Pictured above, Steve Smith, local KSS director
The Keystone State Skinheads decided to introduce some REAL diversity to an NAACP-sponsored diversity forum in Wilkes-Barre, PA. The local KSS Director, Steve Smith, earlier called their bluff when the NAACP wanker announced the forum and put out the invitations. However, the NAACP wanker refused to formally invite them - so 25 KSS showed up anyway.
The most complete Jewsmedia account is provided by the Hazleton Standard-Speaker. Notice how the Standard-Speaker constantly refers to the KSS as "well-behaved", as if they were disappointed that the KSS didn't cater to the popular stereotype of skinheads.
Skinhead members attend regional diversity forum
Monday, 30 June 2008
By Elizabeth Skrapits
Staff Writer
WILKES-BARRE — Members of a statewide white nationalist group mostly behaved themselves at a diversity forum on Sunday, which explored some issues Northeastern Pennsylvania is facing due to a changing population.
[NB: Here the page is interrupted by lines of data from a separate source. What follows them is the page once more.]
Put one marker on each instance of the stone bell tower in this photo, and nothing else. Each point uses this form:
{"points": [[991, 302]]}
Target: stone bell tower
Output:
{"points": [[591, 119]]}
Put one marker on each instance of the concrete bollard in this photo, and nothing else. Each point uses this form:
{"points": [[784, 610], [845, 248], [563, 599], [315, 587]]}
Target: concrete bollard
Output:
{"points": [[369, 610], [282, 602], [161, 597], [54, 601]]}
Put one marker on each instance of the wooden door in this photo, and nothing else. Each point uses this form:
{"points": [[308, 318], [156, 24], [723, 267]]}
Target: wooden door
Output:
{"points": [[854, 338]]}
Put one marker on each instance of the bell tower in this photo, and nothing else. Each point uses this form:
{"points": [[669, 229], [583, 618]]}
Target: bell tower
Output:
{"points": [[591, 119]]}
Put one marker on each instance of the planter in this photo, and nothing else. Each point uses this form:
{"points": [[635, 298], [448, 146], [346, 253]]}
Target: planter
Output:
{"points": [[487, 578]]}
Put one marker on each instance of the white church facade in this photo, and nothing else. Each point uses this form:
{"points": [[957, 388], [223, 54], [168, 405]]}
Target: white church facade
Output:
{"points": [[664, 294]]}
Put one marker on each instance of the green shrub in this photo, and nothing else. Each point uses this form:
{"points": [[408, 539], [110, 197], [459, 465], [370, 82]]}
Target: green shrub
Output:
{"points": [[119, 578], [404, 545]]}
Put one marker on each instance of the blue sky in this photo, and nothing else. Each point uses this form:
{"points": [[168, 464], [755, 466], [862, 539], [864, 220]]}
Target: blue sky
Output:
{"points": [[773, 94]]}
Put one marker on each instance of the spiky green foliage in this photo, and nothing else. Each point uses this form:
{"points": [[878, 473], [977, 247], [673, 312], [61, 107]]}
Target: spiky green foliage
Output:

The Wilkes-Barre chapter of the National Association for the Advancement of Colored People and the Luzerne County Diversity Commission sponsored “A New Day in Luzerne County: Building on the Strength of our Diversity,” in response to two recent incidents, according to NAACP President Ron Felton. Earlier this year, members of the Keystone State Skinheads posted fliers in neighborhoods from Pittston to Shickshinny. The fliers featured a photograph of a black man with a gun, and stated that residents should take back their neighborhoods from Philadelphia and New York drug dealers and gang members.The KSS had nothing to do with the other incident. Nora Rynkiewicz, 18, of Factoryville, was charged with spray-painting anti-Semitic graffiti on the doors of the Ohav Zedek synagogue on South Franklin Street in March. Although previously told they couldn’t speak at the forum, about 25 KSS members were among the approximately 75 people who attended. “We wanted to put a face behind the fliers,” KSS member Keith Carney explained.
He and KSS Scranton/Wilkes-Barre Regional Director Steve Smith said they tried to get people to see that some of the things said about the group have been distorted. White supremacist groups don’t want to recruit impressionable kids and commit acts of violence — they want people with “a good head on their shoulders” and don’t believe violence solves anything, according to Carney.
“We just want an open dialogue on race, and to have a safe community for our families,” Smith said.
City police and Wilkes University security guards were stationed at the Dorothy Dickson Darte Center for the Performing Arts where the forum took place, but they didn’t need to intervene. KSS members were mostly quiet during presentations by Harrisburg-based officials: Ann Van Dyke, an investigator for the Pennsylvania Human Relations Commission; Harold Dunbar, assistant deputy attorney general in the Civil Rights section; and Martin Kearney, also of the Pennsylvania Human Relations Commission. Dunbar defined hate crimes and also talked about institutional vandalism, such as the defilement of Ohav Zedek.
Van Dyke said Pennsylvania is in the middle of a rapid demographic change. “In Luzerne County, the hate crimes and other bias incidents are not unusual. They’re an egregious sign of the times,” Van Dyke said. “It’s fear of difference, and it’s something we all need to own.”
Whenever there is change, there is conflict, which can tear communities apart. But if its members move beyond fear, diversity can be a community’s strength, Van Dyke said. She urged people to examine their prejudices: how they developed and how to get rid of them.
“Whether it’s based on skin color or tattoos, watch your automatic assumptions,” she said.
The atmosphere grew slightly charged when KSS members spoke up during a question-and-answer session with State Police Heritage Affairs Officer Sgt. Dennis Wilson.
Carney said he thought fear is based on truth instead of ignorance — it’s not fear of change, but fear of what people are bringing in. He asked the speakers if they recognized a correlation between “the growing crime problem and the growing non-white population coming into our area.”
“No,” Dunbar tersely replied.
[Ed. Note: Dunbar's answer shouldn't be a surprise; after all, he is a professional nigger.]
KSS members participated peacefully in an exercise in which the audience was divided into four groups to identify the region’s strengths, challenges and solutions.
They found Northeastern Pennsylvania’s strengths include a strong work ethic, residents’ dedication to family and religion, colleges and universities, a sense of community and the ability to overcome adversity. Challenges include drug abuse, crime, the changing economic situation and a resistance to change.
More details, including additional media links posted on White Reference.
Superb activism by KSS. They set up the NAACP, exposed their duplicity, then showed up and hoisted them on their own petard. Undoubtedly they sent people away from the event with a different impression of what white nationalism's all about.